As a practicing Roman Catholic, i can’t tell you how upset I was with the dreadful United States Supreme Court decision to allow services in New York houses of worship to go on unrestricted.
The court ruled it was a violation of the First Amendment guarantee of freedom of religion when, after all, bike shops weren’t restricted. Here’s Justice Jimmy Stewart, uh, Neil M. Gorsuch in the concurring opinion:
“It is time — past time — to make plain that, while the pandemic poses many grave challenges, there is no world in which the Constitution tolerates color-coded executive edicts that reopen liquor stores and bike shops but shutter churches, synagogues and mosques.”

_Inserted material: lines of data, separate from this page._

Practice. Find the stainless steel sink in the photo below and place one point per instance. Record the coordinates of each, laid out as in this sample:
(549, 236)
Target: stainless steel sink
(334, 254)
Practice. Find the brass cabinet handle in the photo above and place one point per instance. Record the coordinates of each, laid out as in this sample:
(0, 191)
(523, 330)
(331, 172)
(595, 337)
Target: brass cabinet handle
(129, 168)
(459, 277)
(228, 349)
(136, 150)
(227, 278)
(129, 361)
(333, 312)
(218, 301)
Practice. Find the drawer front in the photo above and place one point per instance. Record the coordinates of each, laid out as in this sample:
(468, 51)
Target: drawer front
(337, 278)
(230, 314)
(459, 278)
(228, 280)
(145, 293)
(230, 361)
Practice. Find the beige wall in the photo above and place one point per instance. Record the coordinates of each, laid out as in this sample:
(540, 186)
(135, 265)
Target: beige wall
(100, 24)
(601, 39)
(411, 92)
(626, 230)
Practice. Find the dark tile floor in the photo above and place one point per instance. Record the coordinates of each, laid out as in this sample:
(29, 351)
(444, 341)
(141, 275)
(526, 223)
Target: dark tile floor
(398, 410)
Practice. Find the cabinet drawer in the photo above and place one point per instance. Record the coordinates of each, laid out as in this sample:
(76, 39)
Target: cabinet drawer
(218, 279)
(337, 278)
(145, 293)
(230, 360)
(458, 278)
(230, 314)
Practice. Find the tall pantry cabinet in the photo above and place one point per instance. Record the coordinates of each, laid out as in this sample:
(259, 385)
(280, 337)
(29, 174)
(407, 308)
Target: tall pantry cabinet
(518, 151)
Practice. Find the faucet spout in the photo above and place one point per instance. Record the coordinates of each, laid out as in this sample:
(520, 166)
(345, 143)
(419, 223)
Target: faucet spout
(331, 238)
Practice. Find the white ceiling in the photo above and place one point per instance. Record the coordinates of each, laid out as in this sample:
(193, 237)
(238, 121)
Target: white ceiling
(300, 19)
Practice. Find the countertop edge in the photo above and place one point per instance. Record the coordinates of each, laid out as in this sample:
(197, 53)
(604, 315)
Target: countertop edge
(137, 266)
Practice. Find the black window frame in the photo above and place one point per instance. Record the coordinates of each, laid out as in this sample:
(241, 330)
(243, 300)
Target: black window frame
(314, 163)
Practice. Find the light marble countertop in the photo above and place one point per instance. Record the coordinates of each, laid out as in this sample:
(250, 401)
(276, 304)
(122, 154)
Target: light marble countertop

Uh, Neil, I don’t think people who go into liquor stores are sitting in pews for an hour taking part in a service. I think the liquor store or bike shop is a 10-minute visit, tops. Nonetheless, Neil, who always reminds me of Jimmy Stewart in “Mr. Smith Goes to Washington” for some reason, “Frat Boy” Brett Kavanaugh and “Typhoid Amy” Coney Barrett sided with Samuel “I’m Too Dull to Have a Nickname” Alito and “Uncle Clarence” Thomas for the debut of the new conservative Supremes voting block.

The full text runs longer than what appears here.